Sylvion finished the capping of the canopy and commenced getting the charcoal bags out onto the parapet roof. Without a break she completed several trips down to the vault floor and carried up the canvas hammocks she had stitched earlier, which would hold both Reigin and herself. Whilst Reigin continued his heavy work she then started to lay out the canopy in a tidier manner so that when the cauldron was in position they could attach it more easily. She was thankful that the weather was good and the wind no more than a breeze, for she feared that it would be too much to handle if it started to blow more strongly. At one point she went to the battlements and looked down in the manner which had been her habit. By chance Captain Bach was standing watching and he became most agitated when she appeared.
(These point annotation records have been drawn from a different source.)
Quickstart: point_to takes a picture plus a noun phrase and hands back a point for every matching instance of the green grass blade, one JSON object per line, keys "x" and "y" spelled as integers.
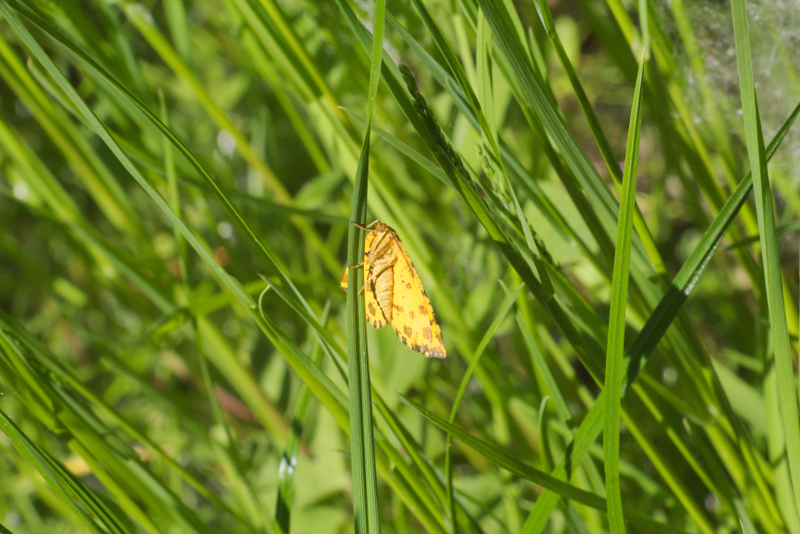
{"x": 362, "y": 443}
{"x": 615, "y": 350}
{"x": 765, "y": 210}
{"x": 495, "y": 453}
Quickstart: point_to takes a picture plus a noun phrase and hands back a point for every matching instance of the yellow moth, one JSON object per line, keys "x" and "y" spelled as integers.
{"x": 394, "y": 293}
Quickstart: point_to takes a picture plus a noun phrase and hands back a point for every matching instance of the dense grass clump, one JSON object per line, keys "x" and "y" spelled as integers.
{"x": 589, "y": 196}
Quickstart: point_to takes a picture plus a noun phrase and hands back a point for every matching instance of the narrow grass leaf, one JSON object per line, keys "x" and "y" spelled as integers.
{"x": 362, "y": 442}
{"x": 615, "y": 350}
{"x": 765, "y": 210}
{"x": 495, "y": 454}
{"x": 654, "y": 329}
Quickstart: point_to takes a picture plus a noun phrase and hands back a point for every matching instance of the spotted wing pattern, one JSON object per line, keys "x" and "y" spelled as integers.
{"x": 395, "y": 292}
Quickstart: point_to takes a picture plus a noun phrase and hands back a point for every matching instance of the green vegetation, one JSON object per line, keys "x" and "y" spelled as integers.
{"x": 149, "y": 386}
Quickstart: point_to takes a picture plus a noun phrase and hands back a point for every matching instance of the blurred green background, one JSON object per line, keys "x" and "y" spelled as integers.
{"x": 145, "y": 388}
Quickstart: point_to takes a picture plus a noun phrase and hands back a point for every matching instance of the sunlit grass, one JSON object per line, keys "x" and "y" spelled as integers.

He yelled up at her but once more the words were unintelligible. She realised that her appearing without the Wolver must have made them very worried, for perhaps they suspected that she had killed him too, just like she had slain Sleeman. Sylvion smiled to herself at Bach’s distress, and without a sound disappeared from the battlements to continue their frenzied work.
Reigin finally succeeded in removing the two jambs and the lintel just before sunset. He was exhausted, and his hands were a bloody mess of blisters and cuts. She led him down to the vault floor where she bathed his injures in a tub of fresh water. They ate a simple meal, and just as they finished they heard a heavy pounding on the oak doors. Sylvion’s heart almost stopped. They were through the portcullis!